In further preferred systems (e.g. patches) of the invention, the mean in vivo plasma concentration of (R)-dihydroetorphine is at least 25% of C_max for at least 144 hours, more preferably at least 156 hours and still more preferably at least 168 hours after application of the system (e.g. patch) to the skin of the human subject, e.g. when based on the mean plasma concentration versus time curve. Preferably the mean in vivo plasma concentration of (R)-dihydroetorphine is at least 25% of C_max for 144 to 216 hours, more preferably 156 to 204 hours and still more preferably 168 to 192 hours, e.g. when based on the mean plasma concentration versus time curve.

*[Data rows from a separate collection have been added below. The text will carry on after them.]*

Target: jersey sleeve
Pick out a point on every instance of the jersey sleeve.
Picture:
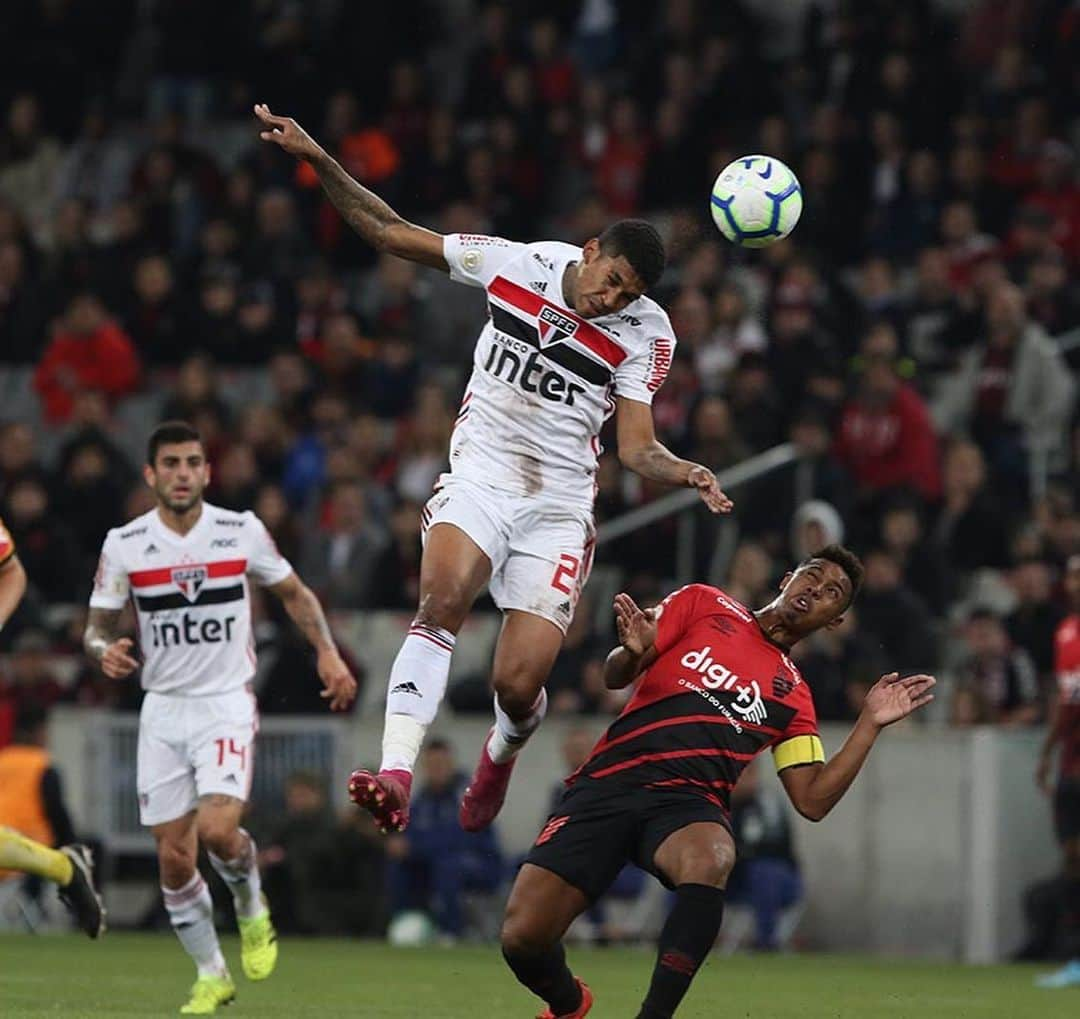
(476, 258)
(7, 544)
(639, 376)
(266, 565)
(675, 615)
(111, 582)
(799, 743)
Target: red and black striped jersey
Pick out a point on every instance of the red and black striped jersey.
(7, 544)
(1067, 669)
(718, 694)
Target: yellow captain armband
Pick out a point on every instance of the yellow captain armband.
(798, 750)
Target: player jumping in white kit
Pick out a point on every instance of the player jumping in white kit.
(570, 339)
(186, 567)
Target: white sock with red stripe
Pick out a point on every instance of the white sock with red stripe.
(242, 877)
(509, 736)
(191, 914)
(417, 684)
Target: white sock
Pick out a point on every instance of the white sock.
(191, 914)
(415, 691)
(242, 877)
(509, 736)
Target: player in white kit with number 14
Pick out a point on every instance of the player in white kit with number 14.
(570, 339)
(186, 567)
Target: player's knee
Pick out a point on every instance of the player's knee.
(217, 834)
(516, 684)
(521, 938)
(445, 607)
(176, 861)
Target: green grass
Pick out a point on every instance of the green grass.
(148, 975)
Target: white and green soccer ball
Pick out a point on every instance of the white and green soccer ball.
(756, 201)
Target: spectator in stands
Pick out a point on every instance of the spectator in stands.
(886, 438)
(433, 864)
(766, 877)
(969, 529)
(89, 351)
(311, 865)
(1033, 622)
(1002, 676)
(340, 562)
(1013, 394)
(893, 615)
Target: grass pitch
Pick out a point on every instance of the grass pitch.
(148, 975)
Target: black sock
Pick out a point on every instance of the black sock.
(685, 941)
(548, 976)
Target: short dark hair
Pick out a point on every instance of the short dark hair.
(639, 243)
(847, 560)
(169, 433)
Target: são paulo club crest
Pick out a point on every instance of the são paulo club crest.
(190, 579)
(553, 326)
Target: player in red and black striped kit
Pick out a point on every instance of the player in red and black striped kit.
(1064, 730)
(715, 687)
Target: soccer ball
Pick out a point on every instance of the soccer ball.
(756, 201)
(410, 929)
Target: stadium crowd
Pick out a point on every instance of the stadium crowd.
(915, 338)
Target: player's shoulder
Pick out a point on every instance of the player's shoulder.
(127, 535)
(551, 254)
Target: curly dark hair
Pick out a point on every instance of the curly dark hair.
(639, 243)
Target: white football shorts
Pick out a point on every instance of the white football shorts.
(541, 551)
(191, 747)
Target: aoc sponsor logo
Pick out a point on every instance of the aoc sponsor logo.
(714, 676)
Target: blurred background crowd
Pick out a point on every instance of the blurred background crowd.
(915, 338)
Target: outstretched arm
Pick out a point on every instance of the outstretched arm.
(636, 651)
(364, 211)
(814, 789)
(102, 642)
(305, 610)
(645, 454)
(12, 587)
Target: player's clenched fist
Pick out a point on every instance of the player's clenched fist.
(637, 627)
(340, 687)
(287, 133)
(117, 662)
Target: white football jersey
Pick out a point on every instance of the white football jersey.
(190, 595)
(544, 379)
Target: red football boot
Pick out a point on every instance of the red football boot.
(582, 1009)
(485, 793)
(385, 796)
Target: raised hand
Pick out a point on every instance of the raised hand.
(637, 627)
(709, 488)
(893, 697)
(118, 662)
(340, 687)
(285, 132)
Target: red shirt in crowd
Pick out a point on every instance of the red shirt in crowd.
(891, 446)
(104, 359)
(1067, 670)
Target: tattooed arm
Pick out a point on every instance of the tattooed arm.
(305, 610)
(364, 211)
(103, 644)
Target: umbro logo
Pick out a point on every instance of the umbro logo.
(782, 685)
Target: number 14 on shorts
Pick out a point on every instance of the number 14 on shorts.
(566, 573)
(229, 747)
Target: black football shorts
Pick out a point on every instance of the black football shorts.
(1067, 810)
(598, 827)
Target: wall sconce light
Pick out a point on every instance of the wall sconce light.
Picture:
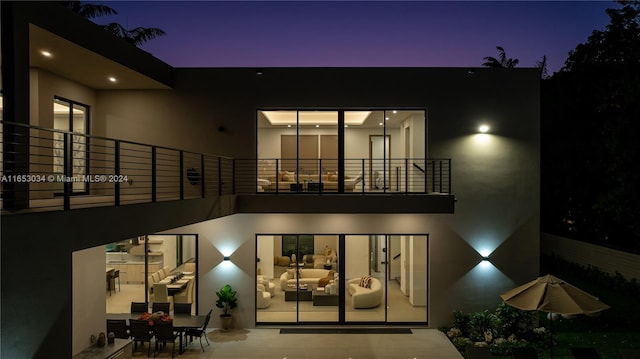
(483, 128)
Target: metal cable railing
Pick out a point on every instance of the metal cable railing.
(46, 169)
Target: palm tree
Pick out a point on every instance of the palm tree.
(137, 36)
(502, 61)
(542, 66)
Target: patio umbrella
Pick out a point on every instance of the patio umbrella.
(554, 295)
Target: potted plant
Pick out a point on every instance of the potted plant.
(227, 301)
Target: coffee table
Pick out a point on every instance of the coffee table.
(304, 295)
(321, 298)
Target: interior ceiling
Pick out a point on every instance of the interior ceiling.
(81, 65)
(327, 119)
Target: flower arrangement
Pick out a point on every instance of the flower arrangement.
(154, 317)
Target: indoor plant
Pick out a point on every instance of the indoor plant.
(227, 301)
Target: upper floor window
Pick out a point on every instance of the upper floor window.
(377, 150)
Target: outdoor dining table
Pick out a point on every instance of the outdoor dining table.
(181, 323)
(177, 286)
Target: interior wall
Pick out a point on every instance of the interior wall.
(48, 86)
(356, 256)
(89, 290)
(265, 252)
(320, 242)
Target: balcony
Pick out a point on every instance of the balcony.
(52, 170)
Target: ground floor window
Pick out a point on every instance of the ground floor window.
(341, 278)
(141, 270)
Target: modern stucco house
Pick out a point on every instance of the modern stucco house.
(384, 165)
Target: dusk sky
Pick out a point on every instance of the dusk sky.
(362, 33)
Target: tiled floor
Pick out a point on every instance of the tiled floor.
(269, 343)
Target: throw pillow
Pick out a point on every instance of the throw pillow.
(291, 273)
(322, 282)
(364, 281)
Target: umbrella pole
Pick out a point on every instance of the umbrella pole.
(551, 335)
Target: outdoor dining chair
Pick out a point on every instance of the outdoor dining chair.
(181, 308)
(160, 307)
(118, 327)
(139, 307)
(140, 331)
(200, 332)
(163, 331)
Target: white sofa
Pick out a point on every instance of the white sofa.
(263, 298)
(268, 285)
(308, 276)
(365, 297)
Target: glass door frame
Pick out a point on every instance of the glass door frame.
(343, 286)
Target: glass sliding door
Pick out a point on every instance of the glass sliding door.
(71, 117)
(407, 278)
(364, 283)
(300, 279)
(296, 281)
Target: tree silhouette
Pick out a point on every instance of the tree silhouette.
(137, 36)
(542, 66)
(590, 121)
(502, 61)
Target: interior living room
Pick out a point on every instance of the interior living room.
(412, 217)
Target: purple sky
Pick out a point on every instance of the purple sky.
(362, 33)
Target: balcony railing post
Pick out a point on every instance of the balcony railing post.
(363, 177)
(220, 176)
(154, 181)
(319, 176)
(433, 176)
(233, 176)
(116, 170)
(277, 179)
(406, 175)
(440, 175)
(181, 174)
(68, 170)
(202, 186)
(449, 170)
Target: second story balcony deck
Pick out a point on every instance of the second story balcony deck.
(52, 170)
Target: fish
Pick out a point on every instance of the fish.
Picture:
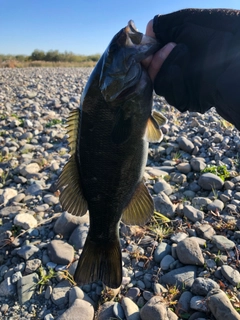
(108, 137)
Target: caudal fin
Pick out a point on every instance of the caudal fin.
(100, 262)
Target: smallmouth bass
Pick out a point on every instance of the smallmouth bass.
(108, 138)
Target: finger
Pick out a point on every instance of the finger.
(158, 59)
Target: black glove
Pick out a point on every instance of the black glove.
(203, 70)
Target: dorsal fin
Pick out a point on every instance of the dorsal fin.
(140, 208)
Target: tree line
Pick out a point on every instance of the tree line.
(52, 56)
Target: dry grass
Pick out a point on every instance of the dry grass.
(28, 64)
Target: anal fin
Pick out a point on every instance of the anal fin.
(100, 261)
(141, 207)
(71, 198)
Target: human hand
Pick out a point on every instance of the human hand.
(203, 68)
(154, 62)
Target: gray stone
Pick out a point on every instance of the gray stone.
(166, 262)
(205, 231)
(232, 275)
(78, 293)
(78, 237)
(25, 221)
(162, 185)
(223, 243)
(155, 309)
(183, 306)
(202, 286)
(185, 144)
(27, 251)
(32, 265)
(105, 311)
(197, 164)
(67, 222)
(161, 250)
(216, 205)
(181, 277)
(118, 311)
(131, 310)
(60, 293)
(60, 252)
(210, 181)
(184, 167)
(164, 205)
(193, 214)
(7, 195)
(79, 310)
(198, 303)
(7, 288)
(26, 287)
(220, 306)
(189, 252)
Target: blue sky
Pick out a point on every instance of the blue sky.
(81, 26)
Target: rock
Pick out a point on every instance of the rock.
(7, 288)
(185, 144)
(193, 214)
(223, 243)
(30, 168)
(79, 310)
(105, 311)
(184, 167)
(32, 265)
(60, 293)
(162, 250)
(60, 252)
(164, 205)
(78, 293)
(66, 223)
(7, 195)
(189, 252)
(118, 311)
(205, 231)
(155, 309)
(162, 186)
(78, 237)
(25, 221)
(197, 164)
(27, 251)
(232, 275)
(180, 277)
(183, 306)
(198, 303)
(26, 287)
(220, 306)
(202, 286)
(209, 181)
(131, 310)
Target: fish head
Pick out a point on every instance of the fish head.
(121, 67)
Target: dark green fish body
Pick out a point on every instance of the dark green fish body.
(109, 147)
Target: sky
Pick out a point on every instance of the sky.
(81, 26)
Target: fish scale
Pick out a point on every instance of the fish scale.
(108, 137)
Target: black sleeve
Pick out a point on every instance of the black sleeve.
(203, 70)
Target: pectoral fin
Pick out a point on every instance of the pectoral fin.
(122, 128)
(141, 207)
(153, 132)
(73, 125)
(71, 198)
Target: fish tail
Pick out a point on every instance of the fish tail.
(100, 261)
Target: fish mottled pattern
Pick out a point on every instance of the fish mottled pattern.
(108, 137)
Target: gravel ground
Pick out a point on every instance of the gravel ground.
(183, 265)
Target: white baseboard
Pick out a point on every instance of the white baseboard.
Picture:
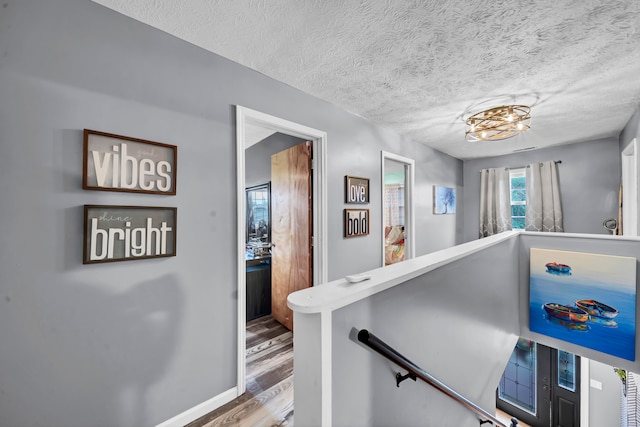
(204, 408)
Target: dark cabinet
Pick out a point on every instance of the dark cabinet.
(258, 288)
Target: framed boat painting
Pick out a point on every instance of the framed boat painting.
(585, 299)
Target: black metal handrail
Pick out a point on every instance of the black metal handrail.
(413, 370)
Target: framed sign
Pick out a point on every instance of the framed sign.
(356, 222)
(119, 163)
(120, 233)
(356, 190)
(444, 200)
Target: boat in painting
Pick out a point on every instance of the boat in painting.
(597, 308)
(557, 268)
(566, 312)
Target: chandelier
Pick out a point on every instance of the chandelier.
(498, 123)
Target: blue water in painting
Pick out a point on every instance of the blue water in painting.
(616, 338)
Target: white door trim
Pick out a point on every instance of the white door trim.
(630, 189)
(410, 241)
(318, 138)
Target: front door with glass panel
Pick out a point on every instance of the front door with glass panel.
(541, 386)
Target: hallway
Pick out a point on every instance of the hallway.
(268, 401)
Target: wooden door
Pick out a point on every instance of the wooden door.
(291, 259)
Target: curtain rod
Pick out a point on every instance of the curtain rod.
(522, 167)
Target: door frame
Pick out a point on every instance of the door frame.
(409, 220)
(246, 116)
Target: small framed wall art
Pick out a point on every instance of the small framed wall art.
(120, 233)
(356, 190)
(444, 200)
(356, 222)
(120, 163)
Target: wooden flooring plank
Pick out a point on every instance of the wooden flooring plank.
(268, 409)
(268, 400)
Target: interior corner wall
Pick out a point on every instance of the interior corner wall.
(630, 131)
(589, 178)
(137, 343)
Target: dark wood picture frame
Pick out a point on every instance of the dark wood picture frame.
(356, 190)
(131, 233)
(356, 222)
(121, 163)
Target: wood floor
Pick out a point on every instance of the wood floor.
(268, 401)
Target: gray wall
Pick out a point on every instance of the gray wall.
(604, 403)
(136, 343)
(589, 183)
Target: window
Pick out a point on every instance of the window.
(518, 191)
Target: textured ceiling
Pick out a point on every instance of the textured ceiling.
(420, 67)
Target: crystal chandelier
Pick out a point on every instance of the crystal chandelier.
(498, 123)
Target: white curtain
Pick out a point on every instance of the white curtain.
(544, 212)
(393, 204)
(495, 201)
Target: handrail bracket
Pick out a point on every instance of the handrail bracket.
(400, 378)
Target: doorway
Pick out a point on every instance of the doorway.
(398, 231)
(251, 127)
(541, 386)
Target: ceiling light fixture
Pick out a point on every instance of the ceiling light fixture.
(498, 123)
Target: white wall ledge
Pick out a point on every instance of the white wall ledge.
(341, 293)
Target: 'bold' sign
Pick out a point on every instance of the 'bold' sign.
(119, 163)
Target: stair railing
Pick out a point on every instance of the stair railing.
(415, 371)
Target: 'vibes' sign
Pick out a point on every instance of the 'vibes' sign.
(118, 163)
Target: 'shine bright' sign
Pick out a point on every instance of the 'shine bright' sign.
(118, 233)
(119, 163)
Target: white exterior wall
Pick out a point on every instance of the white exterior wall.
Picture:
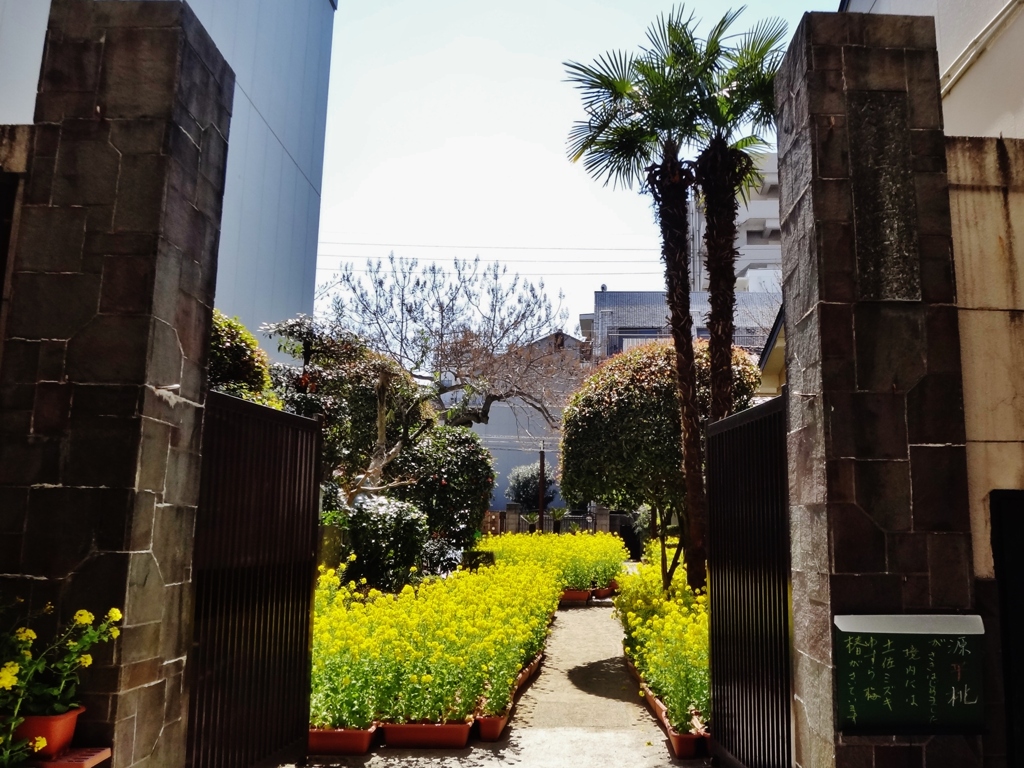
(759, 213)
(986, 99)
(281, 53)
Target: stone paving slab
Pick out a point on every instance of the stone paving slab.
(583, 709)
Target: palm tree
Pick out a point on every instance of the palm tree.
(738, 95)
(642, 112)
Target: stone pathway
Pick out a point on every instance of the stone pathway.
(582, 709)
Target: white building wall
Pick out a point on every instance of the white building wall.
(986, 99)
(281, 53)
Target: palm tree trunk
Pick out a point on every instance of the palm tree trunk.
(720, 171)
(671, 187)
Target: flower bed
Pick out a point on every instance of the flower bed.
(583, 561)
(667, 637)
(438, 653)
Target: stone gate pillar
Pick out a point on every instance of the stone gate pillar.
(879, 501)
(102, 375)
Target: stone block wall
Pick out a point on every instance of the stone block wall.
(986, 197)
(102, 374)
(880, 518)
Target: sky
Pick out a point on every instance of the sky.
(445, 137)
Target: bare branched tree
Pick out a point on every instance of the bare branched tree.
(475, 334)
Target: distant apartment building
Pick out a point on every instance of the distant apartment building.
(759, 243)
(281, 53)
(623, 320)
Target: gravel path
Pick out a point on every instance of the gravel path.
(582, 709)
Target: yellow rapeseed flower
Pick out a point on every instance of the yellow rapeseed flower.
(8, 676)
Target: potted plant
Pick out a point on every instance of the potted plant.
(39, 683)
(557, 513)
(531, 518)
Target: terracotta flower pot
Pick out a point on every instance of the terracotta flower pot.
(686, 744)
(492, 726)
(56, 729)
(341, 740)
(576, 596)
(431, 735)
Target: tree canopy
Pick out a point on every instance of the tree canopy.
(455, 476)
(371, 407)
(644, 110)
(475, 334)
(524, 485)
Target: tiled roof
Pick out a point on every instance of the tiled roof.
(648, 308)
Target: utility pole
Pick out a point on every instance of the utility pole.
(540, 493)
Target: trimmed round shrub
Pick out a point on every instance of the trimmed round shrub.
(387, 538)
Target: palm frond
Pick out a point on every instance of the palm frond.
(609, 79)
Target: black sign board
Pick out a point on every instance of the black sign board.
(909, 674)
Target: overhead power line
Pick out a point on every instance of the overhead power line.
(483, 248)
(538, 274)
(504, 261)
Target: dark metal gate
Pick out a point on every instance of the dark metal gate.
(253, 569)
(749, 576)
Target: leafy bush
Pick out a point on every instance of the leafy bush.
(524, 485)
(667, 636)
(337, 377)
(581, 560)
(387, 538)
(238, 366)
(455, 477)
(622, 439)
(436, 653)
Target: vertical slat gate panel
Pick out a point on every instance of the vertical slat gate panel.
(749, 576)
(252, 571)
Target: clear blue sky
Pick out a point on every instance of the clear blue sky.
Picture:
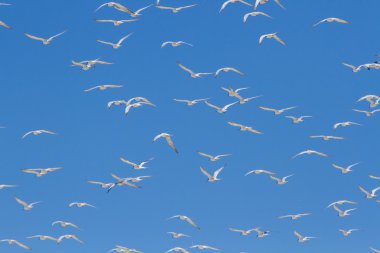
(39, 90)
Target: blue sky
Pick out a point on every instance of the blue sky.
(39, 90)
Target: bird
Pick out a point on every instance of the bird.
(176, 235)
(203, 247)
(168, 138)
(44, 41)
(244, 128)
(41, 172)
(310, 152)
(65, 224)
(191, 102)
(213, 177)
(370, 195)
(187, 219)
(241, 231)
(348, 232)
(5, 25)
(271, 36)
(175, 9)
(277, 111)
(302, 239)
(258, 2)
(280, 181)
(257, 172)
(224, 5)
(103, 87)
(297, 120)
(175, 43)
(136, 166)
(43, 237)
(326, 137)
(342, 213)
(367, 113)
(37, 132)
(26, 206)
(254, 14)
(345, 124)
(330, 20)
(211, 157)
(12, 241)
(115, 45)
(74, 237)
(294, 216)
(192, 74)
(227, 69)
(220, 109)
(80, 204)
(346, 169)
(116, 22)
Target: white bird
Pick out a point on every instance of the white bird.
(41, 172)
(213, 158)
(203, 247)
(43, 237)
(44, 41)
(258, 2)
(367, 113)
(74, 237)
(330, 20)
(175, 43)
(302, 239)
(277, 111)
(310, 152)
(257, 172)
(26, 206)
(168, 138)
(345, 124)
(345, 170)
(213, 177)
(103, 87)
(244, 128)
(12, 241)
(185, 218)
(80, 204)
(176, 235)
(228, 69)
(254, 14)
(370, 195)
(191, 102)
(175, 9)
(343, 213)
(297, 120)
(65, 224)
(37, 132)
(224, 5)
(136, 166)
(348, 232)
(192, 74)
(115, 45)
(294, 216)
(271, 36)
(220, 109)
(327, 137)
(116, 22)
(280, 181)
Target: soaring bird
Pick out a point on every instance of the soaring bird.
(168, 138)
(330, 20)
(271, 36)
(44, 41)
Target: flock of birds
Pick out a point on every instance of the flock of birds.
(212, 176)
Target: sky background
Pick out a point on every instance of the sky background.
(39, 90)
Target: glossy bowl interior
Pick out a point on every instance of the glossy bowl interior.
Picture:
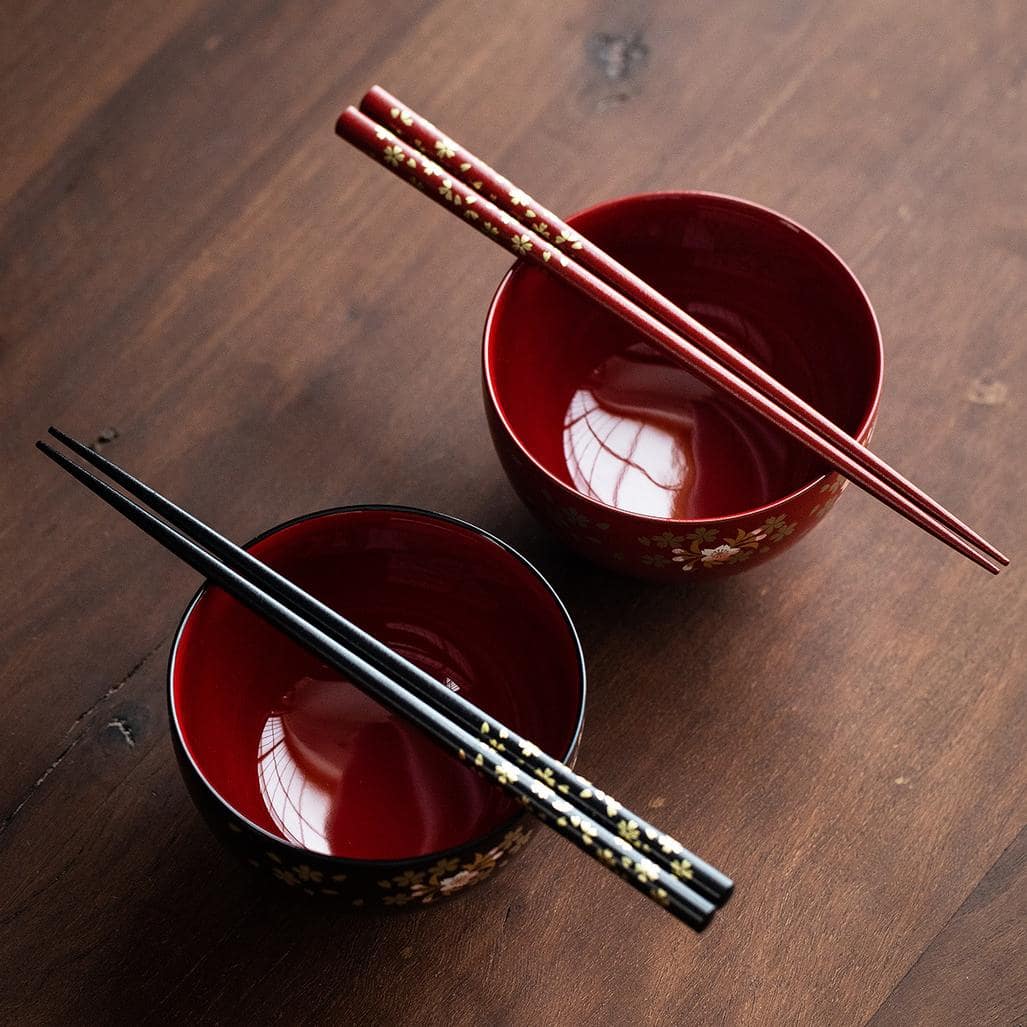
(604, 414)
(301, 756)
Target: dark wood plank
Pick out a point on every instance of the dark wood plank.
(974, 972)
(192, 260)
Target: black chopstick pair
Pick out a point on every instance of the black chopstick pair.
(650, 861)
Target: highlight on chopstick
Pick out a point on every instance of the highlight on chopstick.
(648, 860)
(456, 179)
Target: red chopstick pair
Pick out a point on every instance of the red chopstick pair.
(456, 179)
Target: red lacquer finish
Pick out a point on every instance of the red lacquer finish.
(533, 244)
(633, 460)
(296, 754)
(388, 110)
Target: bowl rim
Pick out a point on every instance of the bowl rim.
(355, 862)
(862, 434)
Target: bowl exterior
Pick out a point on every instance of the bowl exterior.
(672, 552)
(655, 548)
(354, 882)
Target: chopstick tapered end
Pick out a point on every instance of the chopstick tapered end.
(345, 120)
(376, 100)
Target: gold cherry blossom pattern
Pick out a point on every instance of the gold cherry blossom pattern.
(522, 244)
(707, 548)
(449, 875)
(303, 876)
(567, 236)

In a further preferred system (e.g. patch) of the invention, the mean in vivo plasma concentration of (R)-dihydroetorphine is at least 50 pg/ml for at least 72 hours, preferably at least 84 hours and more preferably at least 96 hours after C_max is achieved (e.g. when based on the mean plasma concentration versus time curve) and preferably when a single patch having a size of 25 cm² and comprising 6.25 mg of (R)-dihydroetorphine is applied to the skin of the human subject. Preferably the mean in vivo plasma concentration of (R)-dihydroetorphine is at least 50 pg/ml for 72 to 168 hours, more preferably 84 to 156 hours and still more preferably 96 to 144 hours (e.g. when based on the mean plasma concentration versus time curve) e.g. when a single patch having a size of 25 cm² and comprising 6.25 mg of (R)-dihydroetorphine is applied to the skin of the human subject.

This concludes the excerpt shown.